Là où l’intime devient politique

La proposition de loi adoptée le 28 janvier à l’Assemblée nationale autour du « devoir conjugal » vient toucher un espace profondément sensible : l’intime.

Au-delà du débat juridique, elle résonne avec une période de grande remise en question de la place des femmes et des hommes, à la fois sur le plan sociétal, relationnel et personnel. Le mot patriarcat circule de plus en plus, car il met en lumière une réalité encore bien vivante : une domination du masculin sur le féminin, inscrite dans l’histoire, le travail, l’argent, la politique, la famille… et jusque dans nos corps et nos relations les plus proches.

Soyons lucides : cette loi ne transformera pas, à elle seule, les rapports femmes-hommes. Ces dynamiques sont complexes, anciennes, profondément imprimées dans l’inconscient collectif.
Mais elle est hautement symbolique, car elle questionne la souveraineté individuelle, et ici, dans la sphère la plus vulnérable : celle de l’intimité.

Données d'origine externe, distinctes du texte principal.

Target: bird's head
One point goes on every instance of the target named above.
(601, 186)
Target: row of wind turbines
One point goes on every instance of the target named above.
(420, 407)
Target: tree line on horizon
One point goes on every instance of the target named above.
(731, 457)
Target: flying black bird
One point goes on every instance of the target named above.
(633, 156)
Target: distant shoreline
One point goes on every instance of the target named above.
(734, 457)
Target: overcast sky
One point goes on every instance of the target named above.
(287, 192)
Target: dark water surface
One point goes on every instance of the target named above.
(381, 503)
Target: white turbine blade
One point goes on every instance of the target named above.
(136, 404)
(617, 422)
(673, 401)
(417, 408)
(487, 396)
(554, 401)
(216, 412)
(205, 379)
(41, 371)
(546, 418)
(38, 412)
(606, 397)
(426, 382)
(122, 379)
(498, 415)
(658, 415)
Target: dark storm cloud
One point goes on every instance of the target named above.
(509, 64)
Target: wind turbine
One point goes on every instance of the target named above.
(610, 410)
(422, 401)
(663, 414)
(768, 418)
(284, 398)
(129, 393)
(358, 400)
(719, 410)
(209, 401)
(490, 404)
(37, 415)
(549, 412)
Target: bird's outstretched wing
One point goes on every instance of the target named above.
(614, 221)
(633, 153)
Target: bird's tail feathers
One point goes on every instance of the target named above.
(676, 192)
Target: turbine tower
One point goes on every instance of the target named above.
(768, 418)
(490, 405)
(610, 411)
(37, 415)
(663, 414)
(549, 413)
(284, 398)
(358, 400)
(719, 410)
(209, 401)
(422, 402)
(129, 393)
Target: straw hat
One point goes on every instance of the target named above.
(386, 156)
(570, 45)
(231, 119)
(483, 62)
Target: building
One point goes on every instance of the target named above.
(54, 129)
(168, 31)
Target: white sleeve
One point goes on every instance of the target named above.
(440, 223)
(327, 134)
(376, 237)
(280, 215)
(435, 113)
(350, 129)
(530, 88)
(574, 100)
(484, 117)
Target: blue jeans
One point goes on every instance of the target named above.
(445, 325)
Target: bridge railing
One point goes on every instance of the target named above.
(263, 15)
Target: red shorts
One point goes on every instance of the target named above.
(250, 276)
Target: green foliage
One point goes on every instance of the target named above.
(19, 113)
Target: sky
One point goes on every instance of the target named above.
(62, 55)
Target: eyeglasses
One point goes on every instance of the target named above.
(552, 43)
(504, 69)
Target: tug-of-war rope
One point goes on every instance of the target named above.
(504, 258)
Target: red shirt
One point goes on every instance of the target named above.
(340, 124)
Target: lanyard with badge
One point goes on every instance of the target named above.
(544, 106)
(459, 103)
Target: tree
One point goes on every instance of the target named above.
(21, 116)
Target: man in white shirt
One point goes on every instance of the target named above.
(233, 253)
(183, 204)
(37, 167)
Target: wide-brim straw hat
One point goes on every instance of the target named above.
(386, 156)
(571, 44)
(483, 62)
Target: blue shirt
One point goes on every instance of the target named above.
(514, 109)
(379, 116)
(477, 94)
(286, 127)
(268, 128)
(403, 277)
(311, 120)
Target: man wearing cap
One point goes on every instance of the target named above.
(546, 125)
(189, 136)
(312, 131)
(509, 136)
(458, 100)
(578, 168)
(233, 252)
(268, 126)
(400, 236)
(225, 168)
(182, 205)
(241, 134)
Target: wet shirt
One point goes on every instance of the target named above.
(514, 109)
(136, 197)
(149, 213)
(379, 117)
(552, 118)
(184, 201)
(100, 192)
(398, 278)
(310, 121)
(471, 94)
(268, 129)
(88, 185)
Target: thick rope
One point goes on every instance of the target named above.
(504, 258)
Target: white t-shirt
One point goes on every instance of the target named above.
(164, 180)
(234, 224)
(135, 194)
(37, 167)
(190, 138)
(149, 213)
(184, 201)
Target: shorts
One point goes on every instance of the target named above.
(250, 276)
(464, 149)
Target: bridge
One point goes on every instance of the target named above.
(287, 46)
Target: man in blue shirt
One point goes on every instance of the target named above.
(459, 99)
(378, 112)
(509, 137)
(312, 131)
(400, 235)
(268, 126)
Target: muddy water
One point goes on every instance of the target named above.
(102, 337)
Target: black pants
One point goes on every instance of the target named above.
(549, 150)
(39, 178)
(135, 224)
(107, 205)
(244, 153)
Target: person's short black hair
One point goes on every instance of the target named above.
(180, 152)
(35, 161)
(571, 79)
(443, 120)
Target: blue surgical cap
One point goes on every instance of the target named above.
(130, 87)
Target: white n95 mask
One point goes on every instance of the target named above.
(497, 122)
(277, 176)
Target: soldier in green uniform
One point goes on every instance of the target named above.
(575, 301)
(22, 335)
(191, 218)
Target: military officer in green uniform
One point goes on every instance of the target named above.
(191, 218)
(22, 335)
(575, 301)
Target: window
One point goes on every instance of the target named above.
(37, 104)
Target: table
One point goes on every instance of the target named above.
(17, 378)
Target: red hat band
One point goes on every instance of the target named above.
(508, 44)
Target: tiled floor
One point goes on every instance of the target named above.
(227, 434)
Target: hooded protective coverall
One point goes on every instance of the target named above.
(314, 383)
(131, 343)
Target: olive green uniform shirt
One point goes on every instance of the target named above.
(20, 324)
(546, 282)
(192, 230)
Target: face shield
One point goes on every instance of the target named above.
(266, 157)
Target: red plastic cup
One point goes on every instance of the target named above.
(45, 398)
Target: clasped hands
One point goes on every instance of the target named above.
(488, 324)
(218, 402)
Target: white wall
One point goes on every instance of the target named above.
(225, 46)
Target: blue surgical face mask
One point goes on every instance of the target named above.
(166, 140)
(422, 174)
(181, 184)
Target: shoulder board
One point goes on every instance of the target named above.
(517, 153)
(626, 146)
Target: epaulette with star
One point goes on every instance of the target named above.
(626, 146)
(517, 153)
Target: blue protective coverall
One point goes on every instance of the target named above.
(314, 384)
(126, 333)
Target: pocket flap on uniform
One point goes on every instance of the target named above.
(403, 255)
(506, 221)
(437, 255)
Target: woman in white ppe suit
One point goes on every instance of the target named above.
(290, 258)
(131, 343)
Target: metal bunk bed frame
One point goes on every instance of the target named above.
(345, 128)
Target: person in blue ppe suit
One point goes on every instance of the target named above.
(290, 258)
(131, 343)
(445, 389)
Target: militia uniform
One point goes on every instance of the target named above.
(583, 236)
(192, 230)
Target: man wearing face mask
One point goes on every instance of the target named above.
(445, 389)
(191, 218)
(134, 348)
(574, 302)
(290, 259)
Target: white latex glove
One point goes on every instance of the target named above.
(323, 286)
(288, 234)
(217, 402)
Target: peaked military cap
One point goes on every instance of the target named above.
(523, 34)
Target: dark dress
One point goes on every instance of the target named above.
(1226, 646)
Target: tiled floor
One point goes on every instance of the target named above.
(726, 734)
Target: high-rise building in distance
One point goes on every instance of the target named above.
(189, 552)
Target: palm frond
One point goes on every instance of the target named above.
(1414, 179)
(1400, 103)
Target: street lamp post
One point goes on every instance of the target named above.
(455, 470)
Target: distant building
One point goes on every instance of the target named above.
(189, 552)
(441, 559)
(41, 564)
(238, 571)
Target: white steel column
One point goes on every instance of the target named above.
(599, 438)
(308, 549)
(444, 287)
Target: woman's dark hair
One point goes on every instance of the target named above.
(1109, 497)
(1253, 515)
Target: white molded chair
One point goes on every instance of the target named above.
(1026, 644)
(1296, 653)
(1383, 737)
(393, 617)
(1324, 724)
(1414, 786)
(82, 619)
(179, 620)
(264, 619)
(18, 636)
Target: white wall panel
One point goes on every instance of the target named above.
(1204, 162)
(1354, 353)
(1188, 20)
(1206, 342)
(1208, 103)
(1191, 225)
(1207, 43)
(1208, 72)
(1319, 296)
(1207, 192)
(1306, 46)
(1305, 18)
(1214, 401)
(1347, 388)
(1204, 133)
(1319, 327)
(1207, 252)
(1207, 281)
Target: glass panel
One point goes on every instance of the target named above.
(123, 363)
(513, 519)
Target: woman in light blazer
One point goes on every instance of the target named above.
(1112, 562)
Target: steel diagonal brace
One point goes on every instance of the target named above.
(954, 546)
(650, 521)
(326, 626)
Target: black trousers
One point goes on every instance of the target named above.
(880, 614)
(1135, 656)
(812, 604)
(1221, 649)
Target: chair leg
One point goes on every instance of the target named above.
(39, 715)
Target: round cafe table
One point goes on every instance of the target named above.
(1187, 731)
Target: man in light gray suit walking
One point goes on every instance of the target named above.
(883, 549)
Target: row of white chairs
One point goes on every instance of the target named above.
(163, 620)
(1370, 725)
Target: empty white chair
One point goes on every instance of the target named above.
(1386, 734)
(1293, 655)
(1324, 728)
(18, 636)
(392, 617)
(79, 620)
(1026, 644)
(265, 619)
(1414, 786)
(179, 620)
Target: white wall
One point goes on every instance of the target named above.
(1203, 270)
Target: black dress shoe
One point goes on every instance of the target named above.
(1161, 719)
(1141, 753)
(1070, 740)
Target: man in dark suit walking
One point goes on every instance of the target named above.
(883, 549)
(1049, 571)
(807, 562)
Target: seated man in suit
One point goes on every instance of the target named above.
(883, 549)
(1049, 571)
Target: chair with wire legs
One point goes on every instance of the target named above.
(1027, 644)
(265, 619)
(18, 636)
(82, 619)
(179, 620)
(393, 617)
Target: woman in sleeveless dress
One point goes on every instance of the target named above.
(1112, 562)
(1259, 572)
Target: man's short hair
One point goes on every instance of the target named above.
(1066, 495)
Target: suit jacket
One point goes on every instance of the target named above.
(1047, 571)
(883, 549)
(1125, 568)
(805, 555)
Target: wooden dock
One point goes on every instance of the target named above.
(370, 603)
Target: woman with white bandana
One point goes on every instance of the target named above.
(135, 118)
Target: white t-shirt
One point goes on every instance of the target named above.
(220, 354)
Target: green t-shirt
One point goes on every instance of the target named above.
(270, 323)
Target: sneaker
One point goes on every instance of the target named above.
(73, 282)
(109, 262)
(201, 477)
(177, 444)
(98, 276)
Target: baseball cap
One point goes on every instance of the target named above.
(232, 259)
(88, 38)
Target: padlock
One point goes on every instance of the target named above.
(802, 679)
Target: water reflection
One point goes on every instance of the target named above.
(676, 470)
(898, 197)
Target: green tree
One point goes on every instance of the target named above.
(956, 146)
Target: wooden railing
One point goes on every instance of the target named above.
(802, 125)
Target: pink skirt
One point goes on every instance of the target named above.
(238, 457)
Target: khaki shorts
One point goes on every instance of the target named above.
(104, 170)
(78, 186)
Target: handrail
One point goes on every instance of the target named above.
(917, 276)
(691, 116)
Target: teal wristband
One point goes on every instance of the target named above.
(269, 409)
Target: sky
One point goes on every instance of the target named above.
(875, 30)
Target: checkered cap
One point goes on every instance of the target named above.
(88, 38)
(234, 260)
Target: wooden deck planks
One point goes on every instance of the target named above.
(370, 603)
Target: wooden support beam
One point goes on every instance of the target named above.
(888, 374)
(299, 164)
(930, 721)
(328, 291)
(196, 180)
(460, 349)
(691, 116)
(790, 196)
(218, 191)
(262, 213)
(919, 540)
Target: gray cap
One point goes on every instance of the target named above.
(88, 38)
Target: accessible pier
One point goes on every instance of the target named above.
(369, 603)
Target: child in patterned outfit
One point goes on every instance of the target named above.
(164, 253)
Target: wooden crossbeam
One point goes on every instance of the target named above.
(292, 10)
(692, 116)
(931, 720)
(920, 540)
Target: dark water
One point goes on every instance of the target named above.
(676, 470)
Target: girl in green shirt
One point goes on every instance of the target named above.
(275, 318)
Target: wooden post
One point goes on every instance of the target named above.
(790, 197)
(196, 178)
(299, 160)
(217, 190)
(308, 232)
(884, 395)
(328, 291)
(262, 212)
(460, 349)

Au cœur de cette question se trouve un mot essentiel : le consentement.
Consentir ne commence pas par dire oui ou non à l’autre.
Cela commence par être capable de sentir ses propres besoins.

Or, cela n’est pas inné. Dans nos éducations – familiales et collectives – on ne nous apprend que rarement à nous écouter, à reconnaître ce qui est juste ou non pour nous. Beaucoup d’enfants apprennent à s’adapter, à se taire, à se couper de leurs ressentis pour préserver le lien. Ces mécanismes se rejouent ensuite à l’âge adulte, notamment dans la sphère intime.

Vient ensuite une seconde étape, souvent encore plus délicate : oser poser sa vérité.
En thérapie, je constate fréquemment combien cette mise en mots peut être coûteuse. Il arrive que la personne accompagnée s’en veuille d’avoir parlé, tant la réaction en face est violente. Ne soyons pas naïfs : une personne qui fait du mal – consciemment ou non – ne peut pas toujours l’admettre. Elle résiste, se défend, inverse, continue… sans réellement entendre l’autre.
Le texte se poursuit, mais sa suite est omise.